# Load dataset

Use ```reader()``` method from csv package to read ```.csv``` files.
<br />
Use ```os.path.join()``` from os package to join directory names, because paths names are different in Windows and Linux.

In [1]:
import os
from csv import reader
from math import sqrt
import random

In [2]:
def load_csv(filename):
    file = open(filename, "r")
    lines = reader(file)
    dataset  = list(lines)
    return dataset

Listing available datasets

In [3]:
!ls ../datasets

data_banknote_authentication.txt
iris.csv
pima-indians-diabetes.csv
sonar.all-data
winequality-white.csv


In [4]:
data_name = 'pima-indians-diabetes.csv'
data_path = os.path.join('..', 'datasets', data_name)
dataset = load_csv(data_path)

print(f'Loaded data file {data_path} with {len(dataset)} rows and {len(dataset[0])} columns')
print('\n')
print('Sample data :')
print(f'{dataset[0]}')

Loaded data file ..\datasets\pima-indians-diabetes.csv with 768 rows and 9 columns


Sample data :
['6', '148', '72', '35', '0', '33.6', '0.627', '50', '1']
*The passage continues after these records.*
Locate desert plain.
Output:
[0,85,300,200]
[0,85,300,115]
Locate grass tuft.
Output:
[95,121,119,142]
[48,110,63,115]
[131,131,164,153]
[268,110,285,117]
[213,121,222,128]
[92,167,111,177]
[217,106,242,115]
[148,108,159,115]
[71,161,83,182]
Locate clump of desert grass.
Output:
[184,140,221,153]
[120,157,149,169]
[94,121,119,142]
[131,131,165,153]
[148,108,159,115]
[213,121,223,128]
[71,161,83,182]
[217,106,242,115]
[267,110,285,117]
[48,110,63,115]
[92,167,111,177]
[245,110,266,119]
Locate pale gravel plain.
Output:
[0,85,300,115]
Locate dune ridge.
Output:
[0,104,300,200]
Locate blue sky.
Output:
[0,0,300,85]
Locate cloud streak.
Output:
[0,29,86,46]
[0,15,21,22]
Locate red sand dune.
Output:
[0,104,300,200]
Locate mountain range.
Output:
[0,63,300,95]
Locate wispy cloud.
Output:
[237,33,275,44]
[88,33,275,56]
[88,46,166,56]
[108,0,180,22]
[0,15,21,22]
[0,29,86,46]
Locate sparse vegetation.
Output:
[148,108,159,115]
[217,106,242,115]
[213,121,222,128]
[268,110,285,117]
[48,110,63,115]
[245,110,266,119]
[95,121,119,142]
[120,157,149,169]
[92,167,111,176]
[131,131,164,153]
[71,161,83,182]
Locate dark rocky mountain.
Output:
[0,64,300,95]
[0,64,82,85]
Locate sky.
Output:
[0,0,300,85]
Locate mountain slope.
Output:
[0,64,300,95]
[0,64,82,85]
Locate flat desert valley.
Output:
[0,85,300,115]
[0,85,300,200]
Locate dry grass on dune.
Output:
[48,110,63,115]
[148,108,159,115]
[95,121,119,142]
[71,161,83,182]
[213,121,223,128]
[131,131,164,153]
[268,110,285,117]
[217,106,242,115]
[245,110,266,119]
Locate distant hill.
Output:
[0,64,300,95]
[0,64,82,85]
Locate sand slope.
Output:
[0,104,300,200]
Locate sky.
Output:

Convert required string columns to float.

In [5]:
def col_str_to_float(dataset, col):
    for row in dataset:
        row[col] = float(row[col].strip())

In [6]:
col_to_float = [0, 1, 2, 3]
for col in col_to_float:
    col_str_to_float(dataset, col)

print(dataset[0])

[6.0, 148.0, 72.0, 35.0, '0', '33.6', '0.627', '50', '1']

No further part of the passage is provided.